Hercules's Dog Discovers Purple Dye

Hercules's Dog Discovers Purple Dye or The Discovery of Purple by Hercules's Dog is an oil painting by Flemish artist Peter Paul Rubens painted circa 1636, towards the end of his career. It depicts the mythical discovery of Tyrian purple by Hercules and his dog, and was one of dozens of oil on panel sketches made by Rubens for the decoration of the Torre de la Parada in Spain. A completed painting based on Rubens's sketch was made by Theodoor van Thulden in 1636-8, and is now held by the Prado Museum.[1]

Hercules's Dog Discovers Purple Dye, by Peter Paul Rubens. 28 × 34 cm; oil on panel. Musée Bonnat, Bayonne, France

Description

Detail showing the dog with what appears to be a nautilus rather than a dye murex

The painting shows a scene from an origin myth in the Onomasticon (a collection of names, similar to a thesaurus) of Julius Pollux, a 2nd-century Graeco-Roman sophist. In Pollux's story, Hercules and his dog were walking on the beach on their way to court a nymph named Tyro. The dog bit a sea snail, and the snail's blood dyed the dog's mouth Tyrian purple. Seeing this, the nymph demanded a gown of the same color, and the result was the origin of purple dye.[2][3][4] (Some ancient sources attribute the myth to Melqart, a Tyrian deity identified with Heracles.)

Rubens's painting of this story depicts Hercules and the dog on the beach, with the dog's mouth stained.[2][3][4] Although the snail in the story should be a spiny murex, the kind of snail from which Tyrian purple was made, Rubens instead depicts a large smooth shell that resembles a nautilus.[5]

Context

Rubens's painting was originally part of a cycle of paintings of Hercules, which Rubens painted for the Habsburg rulers of Spain as sketch for a painting intended to decorate their Torre de la Parada, a hunting lodge. The paintings of the cycle contain allegorical references to the Habsburgs and the wealth they had obtained from the conquest of Peru.[2]

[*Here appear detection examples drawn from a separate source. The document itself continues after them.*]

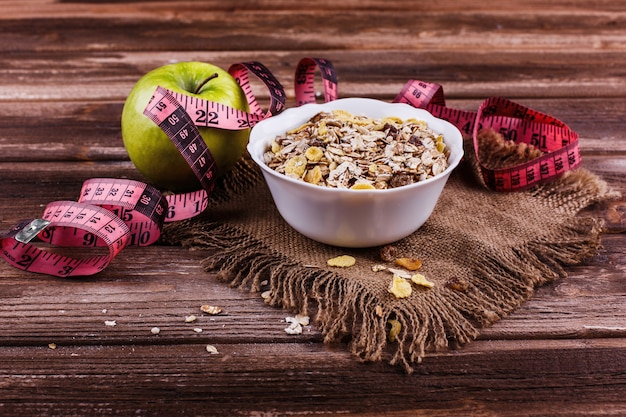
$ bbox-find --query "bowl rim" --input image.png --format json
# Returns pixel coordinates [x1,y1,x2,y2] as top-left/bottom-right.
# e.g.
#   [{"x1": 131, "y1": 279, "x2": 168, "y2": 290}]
[{"x1": 247, "y1": 97, "x2": 464, "y2": 195}]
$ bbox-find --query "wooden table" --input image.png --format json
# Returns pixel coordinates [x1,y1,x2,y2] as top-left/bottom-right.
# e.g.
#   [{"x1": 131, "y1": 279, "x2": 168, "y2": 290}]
[{"x1": 0, "y1": 0, "x2": 626, "y2": 416}]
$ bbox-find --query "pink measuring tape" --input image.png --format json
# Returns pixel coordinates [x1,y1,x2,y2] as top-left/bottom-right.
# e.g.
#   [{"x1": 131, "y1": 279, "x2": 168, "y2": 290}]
[
  {"x1": 394, "y1": 80, "x2": 581, "y2": 191},
  {"x1": 0, "y1": 58, "x2": 580, "y2": 277}
]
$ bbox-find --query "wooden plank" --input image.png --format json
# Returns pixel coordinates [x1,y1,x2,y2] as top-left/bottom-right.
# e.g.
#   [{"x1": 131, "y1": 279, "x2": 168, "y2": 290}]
[
  {"x1": 0, "y1": 50, "x2": 626, "y2": 101},
  {"x1": 0, "y1": 3, "x2": 626, "y2": 51},
  {"x1": 0, "y1": 94, "x2": 626, "y2": 162}
]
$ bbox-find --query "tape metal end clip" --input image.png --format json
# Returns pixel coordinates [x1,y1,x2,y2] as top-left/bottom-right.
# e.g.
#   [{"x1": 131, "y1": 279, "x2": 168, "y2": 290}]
[{"x1": 15, "y1": 219, "x2": 50, "y2": 243}]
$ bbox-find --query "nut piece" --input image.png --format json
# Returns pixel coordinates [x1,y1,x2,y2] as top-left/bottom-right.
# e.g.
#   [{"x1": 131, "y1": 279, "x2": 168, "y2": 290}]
[
  {"x1": 395, "y1": 258, "x2": 422, "y2": 271},
  {"x1": 411, "y1": 274, "x2": 435, "y2": 288},
  {"x1": 388, "y1": 275, "x2": 413, "y2": 298},
  {"x1": 446, "y1": 277, "x2": 469, "y2": 292},
  {"x1": 380, "y1": 245, "x2": 398, "y2": 262},
  {"x1": 200, "y1": 304, "x2": 222, "y2": 316},
  {"x1": 263, "y1": 110, "x2": 450, "y2": 190},
  {"x1": 285, "y1": 314, "x2": 309, "y2": 334},
  {"x1": 326, "y1": 255, "x2": 356, "y2": 268}
]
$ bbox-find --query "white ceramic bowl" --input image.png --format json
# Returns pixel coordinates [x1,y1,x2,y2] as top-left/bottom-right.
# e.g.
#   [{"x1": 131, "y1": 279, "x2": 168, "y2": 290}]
[{"x1": 248, "y1": 98, "x2": 463, "y2": 248}]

The "royal purple" whose origin story this particular painting depicts was used to clothe emperors, and by the time of Rubens it had become a standard aspect of the depiction of royalty and divinity.[6] By showing a scene of Hercules's travels to Phoenicia, the painting also refers to a traditional warning, attributed to the Phoenicians, to stay within the bounds of the Pillars of Hercules, and to the Habsburgs' own passage beyond that limit.[2]

Rubens's sketch painting is in the Musée Bonnat in Bayonne[2] and is one of several works on Herculean subjects there. Others include a drawing of Hercules killing the Lernaean Hydra by Italian Renaissance painter Piero di Cosimo[7] and a painting of Hercules killing Diomedes (c.1639–1641) by Charles Le Brun.[8]

Giorgio Vasari also painted the same subject, with a similar subtext referring to the wealth of his patron Francesco I de' Medici, Grand Duke of Tuscany; his version is in Studiolo of Francesco I of the Palazzo Vecchio in Florence.[2]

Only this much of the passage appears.